I love seeing old trains back in action, and there’s no better way to do that than by buying vintage pieces at a train show.

Not too long ago, I found one of my favorite cars: the iconic Märklin Tiefladewagen 4167 (Tiefladewagen is German for “low-loader wagon”—what we’d call a “depressed center flatcar” in the U.S.). This model carries a large electric transformer as its payload. The 4168 is a similar Tiefladewagen, but with a large wooden crate instead.

The piece was in generally good shape, and it even came with an almost intact box. However, a few parts were missing: a couple of wheels, a coupler, and—most critically—three isolators that are part of the transformer.
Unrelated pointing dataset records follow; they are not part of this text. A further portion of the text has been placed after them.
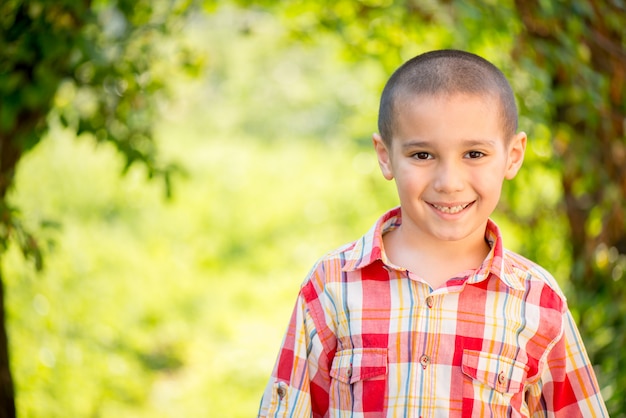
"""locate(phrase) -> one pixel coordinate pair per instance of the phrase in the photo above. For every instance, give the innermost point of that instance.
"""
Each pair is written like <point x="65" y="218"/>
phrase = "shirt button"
<point x="501" y="378"/>
<point x="424" y="361"/>
<point x="281" y="391"/>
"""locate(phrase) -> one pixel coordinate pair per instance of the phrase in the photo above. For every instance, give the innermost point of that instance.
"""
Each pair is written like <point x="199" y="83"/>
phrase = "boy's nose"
<point x="449" y="178"/>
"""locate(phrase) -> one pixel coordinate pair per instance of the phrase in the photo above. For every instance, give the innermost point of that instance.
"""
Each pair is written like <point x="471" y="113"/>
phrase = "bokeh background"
<point x="180" y="166"/>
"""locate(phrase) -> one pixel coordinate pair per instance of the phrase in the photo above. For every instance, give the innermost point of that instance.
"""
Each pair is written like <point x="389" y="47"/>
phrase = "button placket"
<point x="281" y="391"/>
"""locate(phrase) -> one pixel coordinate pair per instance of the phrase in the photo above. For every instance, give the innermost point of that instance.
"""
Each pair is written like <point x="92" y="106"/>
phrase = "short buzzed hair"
<point x="446" y="71"/>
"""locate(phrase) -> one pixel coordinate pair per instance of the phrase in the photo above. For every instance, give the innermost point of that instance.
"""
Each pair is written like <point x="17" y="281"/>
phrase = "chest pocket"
<point x="359" y="380"/>
<point x="497" y="383"/>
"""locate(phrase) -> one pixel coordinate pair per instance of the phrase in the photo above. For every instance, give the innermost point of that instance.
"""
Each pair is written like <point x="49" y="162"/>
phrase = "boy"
<point x="427" y="315"/>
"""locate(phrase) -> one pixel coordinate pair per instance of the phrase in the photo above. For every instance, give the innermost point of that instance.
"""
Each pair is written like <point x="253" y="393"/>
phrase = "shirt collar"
<point x="369" y="248"/>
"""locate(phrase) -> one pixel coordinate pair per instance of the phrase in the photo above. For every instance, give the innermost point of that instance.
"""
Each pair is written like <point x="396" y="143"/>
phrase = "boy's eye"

The price was unbeatable, costing less than a latte nowadays, so I brought it home.

The coupler and wheels were an easy fix, as these parts are readily available, and I had a few spares. There were some bends in the metal parts, which were also simple to straighten. The isolators, however, were a different story. I couldn’t find any suitable replacements in the usual places. I’m sure I could have located them with a more extensive search, but I wasn’t in the mood for more online browsing. Instead, I decided to try making them myself using a resin 3D printer.

Designing and Printing the Isolators

Printing was the easy part; designing the part took more time. I’m not an expert CAD user and have no formal design training, but I enjoy a challenge. So, I opened TinkerCAD and started working on my design.
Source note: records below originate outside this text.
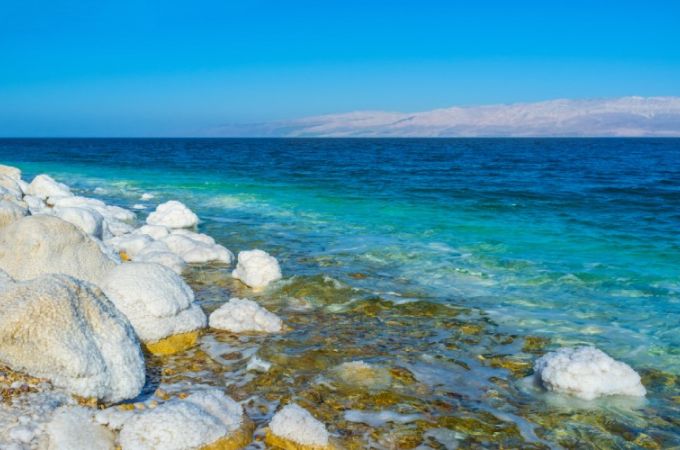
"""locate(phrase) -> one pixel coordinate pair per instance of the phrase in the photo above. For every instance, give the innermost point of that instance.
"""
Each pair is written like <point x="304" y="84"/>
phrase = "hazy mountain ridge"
<point x="625" y="116"/>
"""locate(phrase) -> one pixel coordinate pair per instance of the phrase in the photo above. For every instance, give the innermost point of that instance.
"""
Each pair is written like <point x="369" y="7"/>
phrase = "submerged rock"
<point x="155" y="299"/>
<point x="586" y="372"/>
<point x="207" y="419"/>
<point x="67" y="331"/>
<point x="173" y="214"/>
<point x="256" y="268"/>
<point x="37" y="245"/>
<point x="293" y="427"/>
<point x="241" y="315"/>
<point x="44" y="186"/>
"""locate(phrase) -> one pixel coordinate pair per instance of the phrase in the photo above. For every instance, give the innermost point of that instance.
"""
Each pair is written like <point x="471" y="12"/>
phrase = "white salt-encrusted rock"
<point x="173" y="214"/>
<point x="37" y="245"/>
<point x="586" y="372"/>
<point x="67" y="331"/>
<point x="72" y="428"/>
<point x="201" y="419"/>
<point x="10" y="171"/>
<point x="256" y="268"/>
<point x="88" y="220"/>
<point x="44" y="186"/>
<point x="10" y="212"/>
<point x="155" y="299"/>
<point x="294" y="423"/>
<point x="240" y="315"/>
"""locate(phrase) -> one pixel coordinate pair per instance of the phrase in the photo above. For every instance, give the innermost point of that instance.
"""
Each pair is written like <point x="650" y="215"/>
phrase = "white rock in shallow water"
<point x="155" y="299"/>
<point x="36" y="245"/>
<point x="173" y="214"/>
<point x="10" y="171"/>
<point x="586" y="372"/>
<point x="10" y="212"/>
<point x="67" y="331"/>
<point x="294" y="423"/>
<point x="201" y="419"/>
<point x="241" y="315"/>
<point x="44" y="186"/>
<point x="73" y="429"/>
<point x="256" y="268"/>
TinkerCAD is basic and easy to learn, and I highly recommend it to any beginner like me. It essentially works by adding and subtracting basic shapes. For example, if you want to build a pipe, you start with a solid cylinder and subtract a smaller cylinder from its center:

By combining multiple shapes, you can create surprisingly complex components. It’s a bit tedious on this platform, but entirely doable.

While surprisingly powerful for a web only tool, more sophisticated users would likely be better off with more advanced platforms like TinkerCAD’s bigger brother Autodesk Fusion.

Building the isolator

Fortunately, my car still had one original isolator, which I could use as a reference. Using a caliper, I carefully measured each section.

At first glance, the isolator might seem difficult to replicate, but it turned out to be relatively straightforward. My version consists of 41 combined pieces:

  • The core is made of a couple of cylinders and a paraboloid.
  • The rings consist of 17 toruses sliced in half, each with progressively smaller radii.
  • The tip is formed by stacking a couple of tiny cylinders.

I initially printed a few pieces on a filament printer. While the results were decent, a friend of mine had recently acquired an Elegoo resin printer and offered to print them for me. The resin-printed parts came out beautifully, with almost no imperfections—just a bit of light sanding needed. See for yourself:

A fresh coat of paint is all that’s left to make it look (almost) brand new.

I know that some model train purists prefer using only original parts, and I respect that. However, I take a more pragmatic approach. For me, this was both a fun and rewarding design project.

That said, even purists might appreciate how 3D printing opens up entirely new possibilities. Imagine the variety of heavy cargo we could design for these flatbed cars—not just transformers and crates, but all sorts of custom loads.

Final Thoughts & Resources

The quality of 3D printing has advanced significantly over the years, making it a viable alternative for scratch builders. Plus, there’s the added advantage of sharing designs with fellow enthusiasts.